Exchange revenues were $188 million, a decrease of 3% compared with the first quarter of 2011, primarily due to a 2% decline in the average number of members resulting from the non-renewal of an affiliation agreement. In constant currency, exchange revenues were down 2% and exchange revenue per member was flat.
Vacation rental revenues were $159 million, a 6% increase compared with the first quarter of 2011. Excluding the impact of foreign currency and acquisitions, vacation rental revenues were up 3% primarily due to a 2% increase in vacation rental transactions. Average net price per vacation rental remained flat.
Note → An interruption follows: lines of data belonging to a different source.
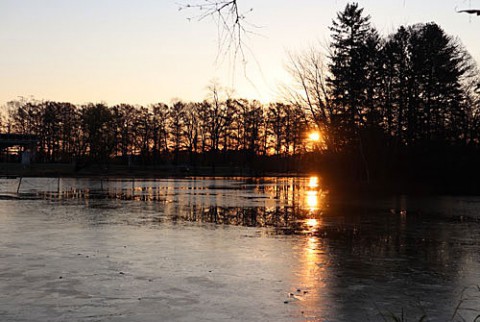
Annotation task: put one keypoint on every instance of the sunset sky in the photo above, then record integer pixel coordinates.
(146, 51)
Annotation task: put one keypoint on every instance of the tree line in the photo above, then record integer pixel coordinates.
(221, 129)
(405, 105)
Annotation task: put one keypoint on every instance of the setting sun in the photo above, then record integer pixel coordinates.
(314, 136)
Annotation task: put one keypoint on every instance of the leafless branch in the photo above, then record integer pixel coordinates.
(232, 26)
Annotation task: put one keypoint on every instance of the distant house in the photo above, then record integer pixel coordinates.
(18, 147)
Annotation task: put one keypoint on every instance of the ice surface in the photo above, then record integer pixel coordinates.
(232, 250)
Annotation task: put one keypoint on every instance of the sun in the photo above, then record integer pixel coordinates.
(314, 136)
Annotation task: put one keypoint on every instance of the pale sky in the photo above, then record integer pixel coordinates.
(146, 51)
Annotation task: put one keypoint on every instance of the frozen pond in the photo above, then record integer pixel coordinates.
(269, 249)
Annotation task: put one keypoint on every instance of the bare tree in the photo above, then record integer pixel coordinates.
(232, 25)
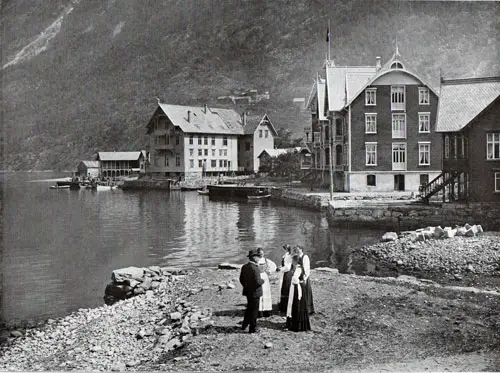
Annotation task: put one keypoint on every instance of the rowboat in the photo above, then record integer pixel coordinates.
(258, 196)
(59, 187)
(203, 192)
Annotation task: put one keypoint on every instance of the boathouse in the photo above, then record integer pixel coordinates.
(468, 121)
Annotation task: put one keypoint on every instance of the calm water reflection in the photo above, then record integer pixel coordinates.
(60, 246)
Adjusted EBITDA for the first quarter of 2012 was $93 million, flat compared with the prior-year period. Excluding the impact of foreign currency and acquisitions, Adjusted EBITDA declined by 2%, reflecting the continued economic challenges in Europe.
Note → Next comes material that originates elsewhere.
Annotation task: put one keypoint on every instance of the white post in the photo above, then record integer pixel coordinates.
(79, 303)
Vacation Ownership (Wyndham Vacation Ownership)
Revenues were $501 million in the first quarter of 2012, an 11% increase over the first quarter of 2011, primarily reflecting increased vacation ownership interest (VOI) sales.
Gross VOI sales were $384 million in the first quarter of 2012, up 20% from the first quarter of 2011, primarily reflecting a 10% increase in volume per guest and an 8% increase in tour flow.
Adjusted EBITDA for the first quarter of 2012 was $103 million, a 7% increase compared with the first quarter of 2011. Excluding the higher inter-segment licensing fee paid for the use of the Wyndham brand trade name, Adjusted EBITDA increased by 11%, reflecting contributions from increased VOI sales.
The Board of Directors approved a $750 million increase in the Company’s share repurchase program.
The Company repurchased approximately 3.6 million shares of common stock for $150 million during the first quarter of 2012 at an average price of $42.05, and an additional 850,000 shares for $40 million at an average price of $46.85 through April 24, 2012. The Company has $940 million remaining on its current share repurchase authorization, including the $750 million increase mentioned above.
Net interest expense in the first quarter of 2012 was $31 million, compared to $30 million in the first quarter of 2011.
During the quarter, the Company purchased $207 million of our 9.875% 2014 senior notes and $443 million of our 6.0% 2016 senior notes. We also issued $300 million of 5 year notes at 2.95% and $650 million of 10 year notes at 4.25%. A portion of the proceeds was used to reduce revolver borrowings by approximately $170 million.
Balance Sheet Information as of March 31, 2012:
Cash and cash equivalents of approximately $240 million, compared with $142 million at December 31, 2011
Vacation ownership contract receivables, net, of $2.8 billion, unchanged from December 31, 2011
Vacation ownership and other inventory of approximately $1.1 billion, unchanged from December 31, 2011
Securitized vacation ownership debt of $2.0 billion, compared with $1.9 billion at December 31, 2011
Long-term debt of $2.3 billion, compared with $2.2 billion at December 31, 2011. The remaining borrowing capacity on the revolving credit facility was $942 million, compared with $771 million as of December 31, 2011
A schedule of debt is included in Table 5 of this press release.
For the full year 2012, the Company:
Reiterates Revenues of approximately $4.425 – $4.6 billion
Reiterates Adjusted EBITDA of approximately $1.030 – $1.055 billion
Raises Adjusted EPS Guidance to $3.00 – $3.15 from $2.85 – $3.00
Reduces diluted shares to 149 million from 153 million
The guidance reflects assumptions used for internal planning purposes. Guidance may exclude non-recurring or special items, which may have a positive or negative impact on reported results. If economic conditions change materially from current levels, these assumptions and our guidance may change materially.